Para la tranquilidad de los religiosos, no son los únicos que pregonan ese desagradable estilo. La política y el fútbol adoptan la misma génesis. Y el problema va a peor. Como recopilé más arriba, existe un 30% de la población mundial que ignoran las religiones, se definen como ateos o agnósticos. Hay un porcentaje igual de considerable, que se aferran a otros fanatismos o creencias. Nadie es tan libre como considera. No se puede seguir con la tesitura de poner los ojos en blanco, entrar en trance  y mirar al cielo. El fanatismo no permite ver a aquel practicante que ayuda a curar al enfermo, a alimentar al hambriento, dar de bebe al sediento, a abrigar al desamparado. El mundo está lleno de gente con esas actitudes, algunos caminan de la mano de una religión, otros optan por hacerlo por su propia creencia, por ese motor que llamamos solidaridad o fe y por esas obras que nos acreditan, sin obligación de hacer el bien en nombre de un Dios.
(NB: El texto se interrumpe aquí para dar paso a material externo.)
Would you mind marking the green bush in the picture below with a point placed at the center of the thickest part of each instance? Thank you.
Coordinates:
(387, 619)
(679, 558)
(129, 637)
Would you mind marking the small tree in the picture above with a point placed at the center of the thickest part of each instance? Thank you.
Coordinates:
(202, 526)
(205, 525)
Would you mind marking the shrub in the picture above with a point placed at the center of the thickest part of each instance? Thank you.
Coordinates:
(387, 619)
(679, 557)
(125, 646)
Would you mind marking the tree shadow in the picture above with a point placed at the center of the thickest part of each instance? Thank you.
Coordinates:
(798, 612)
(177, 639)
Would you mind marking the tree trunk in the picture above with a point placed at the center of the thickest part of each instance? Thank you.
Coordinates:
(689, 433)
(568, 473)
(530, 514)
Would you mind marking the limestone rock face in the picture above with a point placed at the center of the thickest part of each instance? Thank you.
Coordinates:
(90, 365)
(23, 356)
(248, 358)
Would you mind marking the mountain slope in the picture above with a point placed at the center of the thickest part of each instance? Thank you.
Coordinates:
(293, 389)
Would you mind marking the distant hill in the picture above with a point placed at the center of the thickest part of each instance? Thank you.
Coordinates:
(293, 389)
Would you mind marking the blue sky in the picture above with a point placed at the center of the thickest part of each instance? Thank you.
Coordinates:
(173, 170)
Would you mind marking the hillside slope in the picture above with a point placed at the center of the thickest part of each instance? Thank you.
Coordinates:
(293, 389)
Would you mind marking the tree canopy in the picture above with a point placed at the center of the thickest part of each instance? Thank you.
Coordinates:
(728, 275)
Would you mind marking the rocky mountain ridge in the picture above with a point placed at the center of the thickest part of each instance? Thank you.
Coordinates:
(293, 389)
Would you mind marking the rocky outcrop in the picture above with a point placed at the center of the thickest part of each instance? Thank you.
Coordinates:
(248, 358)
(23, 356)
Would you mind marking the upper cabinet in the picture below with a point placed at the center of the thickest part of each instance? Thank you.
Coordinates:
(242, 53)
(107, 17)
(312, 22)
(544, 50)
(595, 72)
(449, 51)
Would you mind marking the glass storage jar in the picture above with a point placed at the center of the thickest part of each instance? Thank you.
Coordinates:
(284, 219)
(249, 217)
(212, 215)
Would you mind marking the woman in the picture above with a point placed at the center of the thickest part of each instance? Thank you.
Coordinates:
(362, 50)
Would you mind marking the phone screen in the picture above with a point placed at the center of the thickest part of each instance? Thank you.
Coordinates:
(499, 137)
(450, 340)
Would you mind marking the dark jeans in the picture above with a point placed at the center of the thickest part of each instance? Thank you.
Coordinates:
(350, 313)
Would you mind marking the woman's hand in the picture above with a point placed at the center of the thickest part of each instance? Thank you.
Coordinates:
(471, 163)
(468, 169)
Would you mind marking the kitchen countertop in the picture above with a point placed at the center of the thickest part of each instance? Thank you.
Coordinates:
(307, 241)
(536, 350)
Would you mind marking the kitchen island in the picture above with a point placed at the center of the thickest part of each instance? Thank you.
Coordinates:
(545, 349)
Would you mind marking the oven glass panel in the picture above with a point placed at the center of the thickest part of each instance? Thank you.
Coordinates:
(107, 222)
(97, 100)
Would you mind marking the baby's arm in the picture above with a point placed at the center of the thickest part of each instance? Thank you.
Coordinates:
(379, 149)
Llegará el día donde para hablar de fe, de moral, de ejemplo, no haya que vestirse con túnicas ni hablar desde un púlpito. Quizás dejemos de morir a causa de los fanatismos y diferencias religiosas. Tal vez accedamos a la vida eterna a través de nuestras acciones o legados. Y posiblemente podamos circular libremente sin palidecer por ser agnóstico, ateo, practicante o religioso. Y poder negar la existencia de algún Dios, como ahora logramos hacer tan libremente con Zeus, Apolo, Júpiter o Thor, algo que nuestros antepasados temían verdaderamente. Ya no se nos mueve el piso al desafiar la existencia de dioses a quien creer o renegar...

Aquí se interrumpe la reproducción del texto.